La Russie et l'Occident ont conspiré pour déchirer le pays. Les deux parties doivent se retirer maintenant ou subir les conséquences.

Nous constatons maintenant les conséquences de la brutalité avec laquelle la Russie et l’Occident ont trop joué les mains en Ukraine. Il est urgent que les deux parties trouvent des moyens de se retirer de certaines des positions qu’elles ont adoptées. Sinon, il pourrait en résulter très facilement une guerre civile, l'invasion russe, la partition de l'Ukraine et un conflit qui hantera l'Europe pendant des générations.

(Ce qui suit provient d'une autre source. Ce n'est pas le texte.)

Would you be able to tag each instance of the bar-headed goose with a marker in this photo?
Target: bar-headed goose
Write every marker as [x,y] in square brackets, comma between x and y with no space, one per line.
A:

Le seul pays qui pourrait éventuellement bénéficier d'un tel résultat est la Chine. Tout comme lors de l'invasion de l'Irak et de l'horrible mauvaise gestion de la campagne en Afghanistan, les États-Unis seraient distraits pendant encore une décennie de la question de savoir comment traiter leur seul concurrent concurrent dans le monde aujourd'hui. Pourtant, compte tenu des conséquences potentiellement effroyables pour l'économie mondiale d'une guerre en Ukraine, il est probable que même Beijing n'accepterait pas un tel résultat.

S'il existe un fait absolument indéniable sur l'Ukraine, qui crie de toutes les élections et de tous les sondages d'opinion depuis son indépendance, il y a deux décennies, c'est que la population du pays est profondément divisée entre les sentiments pro-russe et pro-occidental. Chaque victoire électorale d'un parti ou d'un autre a été réduite de peu et a par la suite été renversée par une victoire électorale pour une coalition adverse.

Jusqu'à récemment, ce qui a sauvé le pays, c'est l'existence d'un certain terrain d'entente où les Ukrainiens partagent les éléments des deux positions. que la division en conséquence n'était pas nette; et que l’Occident et la Russie se sont généralement abstenus d’obliger les Ukrainiens à choisir clairement entre ces deux positions.

Au cours du second mandat de George W. Bush, les États-Unis, la Grande-Bretagne et d'autres pays de l'OTAN ont tenté moralement de forcer ce choix en proposant un plan d'action pour l'adhésion de l'Ukraine à l'OTAN (alors même que de nombreux sondages avaient révélé les deux tiers des Ukrainiens opposés à l'adhésion à l'OTAN). Les opposants français et allemands ont retardé cette manœuvre peu judicieuse et, après August 2008, celle-ci a été discrètement abandonnée. La guerre russo-géorgienne de ce mois-ci avait montré à la fois les dangers extrêmes d'une nouvelle expansion de l'OTAN et le fait que les États-Unis ne se battraient pas pour défendre leurs alliés dans l'ex-Union soviétique.

Au cours des deux décennies qui ont suivi l'effondrement de l'URSS, il aurait dû être évident que ni l'Occident ni la Russie n'avaient d'alliés fiables en Ukraine. Comme les manifestations de Kiev l'ont amplement démontré, le camp «pro-occidental» en Ukraine compte de nombreux ultranationalistes et même des néo-fascistes qui détestent la démocratie occidentale et la culture occidentale moderne. Quant aux alliés de la Russie issus de l'ancien régime soviétique, ils ont extrait le plus possible de l'aide financière de la Russie, en ont presque tout détourné et en ont fait le moins possible pour la Russie.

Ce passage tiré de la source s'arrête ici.